I second the mention on Spartanburg Ave.. Great area to fish there..., I've caught My fair share of Nice mullet/blues etc while there...
You *MAY* want to give the North Pier, (Carolina Beach Pier/Northern ext) a shot... 8.00 + FREE parking, though as I understand dredging is going on so, the water(s) might be "muddy" though I heard a report today, of some real BIG mullet being caught outta there..
BAIT, try the Seaview bait & Tackle OR The Bait Barge, both are on the Right hand side, (both are light blue buildings), on Carolina beach rd, BEFORE, (a few miles), you get to snows cut bridge.. Freshest *LOCAL* bait around, trust Me...
Good Luck..


----------



## luv2fish1 (Apr 20, 2010)

We are gonna try there first (spartanburg ave) rain or shine. If no luck there gonna try wrightsville too. We will post a report when we get back. I hope the beach dredging won't kill our chances of catching fish!


----------



## keeter (May 10, 2013)

HELLO ALL! Just registered after stumbling across this site while looking for places to fish on the NC coast. 

Anyhow, fished the discharge pipe on Alabama Ave yesterday with dead shrimp and dead finger mullet and ended the day with a big ZERO on the scoreboard. Missed a couple of blues... It was a beautiful day though!!! A couple of guys walked out on the pipe and were able to catch a 16" keeper flounder, a smaller flounder and a bluefish in about two hours of fishing. The water was crystal clear for those wondering about the dredging but I also didn't see any barges parked off the coast yesterday. Just wanted to post any update for those headed to CB this weekend.

FISH ON!!!


----------



## Ryan Y (Dec 1, 2005)

I didnt think you could see anymore of what was left of the old bromide intake. The Core of Engineers took the slab away in the late ninties that used to stick up in the sand. The groins or whatever they were called....more like boxes... are still under the water though. Can be one of the best sheepshead places on the oceanside in CB and KB.

Many people dont mention or even know about the old General Buearegard either. Strait across fromt he veggie wagon and then south by about 100 yards.


----------



## keeter (May 10, 2013)

so I'm going to give Fort Fisher shot this weekend.

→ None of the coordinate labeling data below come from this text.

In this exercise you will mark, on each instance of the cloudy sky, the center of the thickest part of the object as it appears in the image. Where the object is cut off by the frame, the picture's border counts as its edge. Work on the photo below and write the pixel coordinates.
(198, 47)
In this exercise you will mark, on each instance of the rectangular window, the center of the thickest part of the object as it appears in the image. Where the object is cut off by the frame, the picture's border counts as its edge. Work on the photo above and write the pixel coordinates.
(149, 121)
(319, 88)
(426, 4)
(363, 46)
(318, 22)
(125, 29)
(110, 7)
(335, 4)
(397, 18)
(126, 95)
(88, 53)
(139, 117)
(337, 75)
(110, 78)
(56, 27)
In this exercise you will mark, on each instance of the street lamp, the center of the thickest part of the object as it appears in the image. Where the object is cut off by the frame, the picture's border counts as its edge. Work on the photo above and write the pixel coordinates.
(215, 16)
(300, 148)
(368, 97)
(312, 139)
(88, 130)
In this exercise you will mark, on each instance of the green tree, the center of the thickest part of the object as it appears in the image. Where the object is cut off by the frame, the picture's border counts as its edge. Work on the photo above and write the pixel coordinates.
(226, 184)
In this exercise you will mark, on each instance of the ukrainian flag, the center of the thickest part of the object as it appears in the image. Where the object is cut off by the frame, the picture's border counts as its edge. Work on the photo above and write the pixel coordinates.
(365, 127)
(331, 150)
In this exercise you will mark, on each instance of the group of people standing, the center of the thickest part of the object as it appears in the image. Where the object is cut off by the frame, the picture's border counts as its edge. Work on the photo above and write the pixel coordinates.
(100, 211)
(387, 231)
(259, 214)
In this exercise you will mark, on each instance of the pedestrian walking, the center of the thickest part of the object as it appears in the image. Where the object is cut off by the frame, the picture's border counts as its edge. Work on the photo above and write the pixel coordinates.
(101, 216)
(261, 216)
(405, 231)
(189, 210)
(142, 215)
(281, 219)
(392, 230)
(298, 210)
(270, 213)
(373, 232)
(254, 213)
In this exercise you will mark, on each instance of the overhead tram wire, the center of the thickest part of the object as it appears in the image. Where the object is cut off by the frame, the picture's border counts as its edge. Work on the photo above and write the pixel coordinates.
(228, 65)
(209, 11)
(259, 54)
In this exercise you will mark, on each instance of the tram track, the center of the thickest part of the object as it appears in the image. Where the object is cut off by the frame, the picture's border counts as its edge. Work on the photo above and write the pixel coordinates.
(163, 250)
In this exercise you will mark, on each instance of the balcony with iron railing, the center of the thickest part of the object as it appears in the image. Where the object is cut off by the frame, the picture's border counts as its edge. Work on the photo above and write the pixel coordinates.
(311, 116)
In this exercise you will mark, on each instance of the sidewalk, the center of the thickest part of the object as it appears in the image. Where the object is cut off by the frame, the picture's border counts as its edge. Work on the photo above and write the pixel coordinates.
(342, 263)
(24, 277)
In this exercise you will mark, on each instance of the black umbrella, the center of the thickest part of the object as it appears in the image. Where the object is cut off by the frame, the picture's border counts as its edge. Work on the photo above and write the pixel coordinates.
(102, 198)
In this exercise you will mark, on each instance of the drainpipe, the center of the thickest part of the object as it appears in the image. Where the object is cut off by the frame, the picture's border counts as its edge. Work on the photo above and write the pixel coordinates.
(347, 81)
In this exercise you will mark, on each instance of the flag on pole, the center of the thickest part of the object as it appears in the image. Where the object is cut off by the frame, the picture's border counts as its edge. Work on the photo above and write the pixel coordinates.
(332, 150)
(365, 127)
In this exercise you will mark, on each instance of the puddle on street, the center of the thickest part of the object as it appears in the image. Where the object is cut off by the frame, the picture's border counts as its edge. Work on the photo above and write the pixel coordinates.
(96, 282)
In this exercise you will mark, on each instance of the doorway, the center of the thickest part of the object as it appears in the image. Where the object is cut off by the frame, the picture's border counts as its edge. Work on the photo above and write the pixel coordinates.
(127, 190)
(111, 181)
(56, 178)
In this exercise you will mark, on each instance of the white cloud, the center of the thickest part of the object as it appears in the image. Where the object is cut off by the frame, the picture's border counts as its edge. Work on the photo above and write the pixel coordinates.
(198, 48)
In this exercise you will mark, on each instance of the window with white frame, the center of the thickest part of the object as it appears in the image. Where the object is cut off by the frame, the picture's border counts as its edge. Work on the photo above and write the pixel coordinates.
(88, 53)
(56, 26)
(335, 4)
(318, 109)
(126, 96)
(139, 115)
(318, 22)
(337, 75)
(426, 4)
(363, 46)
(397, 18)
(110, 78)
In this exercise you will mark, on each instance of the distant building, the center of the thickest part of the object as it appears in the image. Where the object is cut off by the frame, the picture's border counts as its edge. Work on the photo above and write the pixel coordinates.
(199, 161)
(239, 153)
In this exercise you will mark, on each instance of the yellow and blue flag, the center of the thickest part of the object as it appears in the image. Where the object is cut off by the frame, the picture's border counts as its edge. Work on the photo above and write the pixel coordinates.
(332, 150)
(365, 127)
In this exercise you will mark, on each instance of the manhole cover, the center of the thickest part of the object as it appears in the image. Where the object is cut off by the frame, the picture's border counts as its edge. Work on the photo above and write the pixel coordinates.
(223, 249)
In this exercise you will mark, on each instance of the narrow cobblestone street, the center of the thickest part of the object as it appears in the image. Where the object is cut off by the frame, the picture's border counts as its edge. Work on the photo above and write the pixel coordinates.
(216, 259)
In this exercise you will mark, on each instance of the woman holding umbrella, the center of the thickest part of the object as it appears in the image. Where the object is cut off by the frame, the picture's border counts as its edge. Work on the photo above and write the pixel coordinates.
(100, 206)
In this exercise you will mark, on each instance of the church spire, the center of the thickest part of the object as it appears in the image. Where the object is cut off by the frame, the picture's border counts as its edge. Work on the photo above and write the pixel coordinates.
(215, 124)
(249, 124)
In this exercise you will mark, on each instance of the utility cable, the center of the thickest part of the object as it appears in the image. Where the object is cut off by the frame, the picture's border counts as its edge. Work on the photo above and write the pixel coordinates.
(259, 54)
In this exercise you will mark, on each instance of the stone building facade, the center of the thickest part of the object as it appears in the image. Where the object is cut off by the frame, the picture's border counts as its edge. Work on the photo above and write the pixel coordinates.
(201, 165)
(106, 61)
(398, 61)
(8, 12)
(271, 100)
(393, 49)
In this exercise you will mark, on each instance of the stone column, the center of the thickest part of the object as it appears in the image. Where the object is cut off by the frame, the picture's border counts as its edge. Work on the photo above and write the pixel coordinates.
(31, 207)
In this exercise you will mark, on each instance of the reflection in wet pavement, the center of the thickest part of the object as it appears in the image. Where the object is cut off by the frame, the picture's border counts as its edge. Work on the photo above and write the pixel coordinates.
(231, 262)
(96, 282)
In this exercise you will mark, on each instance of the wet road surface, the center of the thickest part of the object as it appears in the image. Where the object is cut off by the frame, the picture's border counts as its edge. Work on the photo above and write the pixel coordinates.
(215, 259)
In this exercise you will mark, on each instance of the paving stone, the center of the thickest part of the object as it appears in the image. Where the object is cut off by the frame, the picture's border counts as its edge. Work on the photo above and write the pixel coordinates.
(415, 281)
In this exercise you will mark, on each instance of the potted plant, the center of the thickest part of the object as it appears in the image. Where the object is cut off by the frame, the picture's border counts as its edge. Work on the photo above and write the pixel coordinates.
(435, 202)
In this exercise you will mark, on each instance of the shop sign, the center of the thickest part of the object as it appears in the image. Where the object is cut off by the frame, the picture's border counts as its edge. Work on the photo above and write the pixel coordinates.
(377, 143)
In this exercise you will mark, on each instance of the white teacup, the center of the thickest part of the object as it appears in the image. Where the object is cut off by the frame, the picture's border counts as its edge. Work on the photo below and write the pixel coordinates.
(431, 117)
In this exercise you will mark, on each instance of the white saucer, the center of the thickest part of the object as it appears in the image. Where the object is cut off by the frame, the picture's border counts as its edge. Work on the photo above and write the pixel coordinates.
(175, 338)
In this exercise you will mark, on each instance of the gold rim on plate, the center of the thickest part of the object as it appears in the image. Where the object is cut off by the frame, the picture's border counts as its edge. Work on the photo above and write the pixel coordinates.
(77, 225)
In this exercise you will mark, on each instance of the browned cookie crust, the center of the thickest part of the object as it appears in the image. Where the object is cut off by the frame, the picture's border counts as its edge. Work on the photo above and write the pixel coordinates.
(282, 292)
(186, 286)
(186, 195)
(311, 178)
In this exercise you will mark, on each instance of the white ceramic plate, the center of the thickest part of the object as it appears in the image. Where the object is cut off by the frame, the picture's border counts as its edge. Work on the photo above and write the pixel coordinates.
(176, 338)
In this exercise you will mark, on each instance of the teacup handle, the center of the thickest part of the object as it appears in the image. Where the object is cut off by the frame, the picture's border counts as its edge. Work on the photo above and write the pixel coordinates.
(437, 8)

Am I better off fishing on the rocks in the surf or or back in the bays? I don't have 4 wheel drive so no beach driving. I had been to Fort Fisher before but not for fishing so any other pointers for that area would be much appreciated.


----------



## drumchaser (Jan 14, 2003)

You can wade those creeks around fort fisher for drum their thick in there and love finger mullet carolina rigged. In your best interest to carry along a bottle of repellent just in case there's no wind. Let us know!!


----------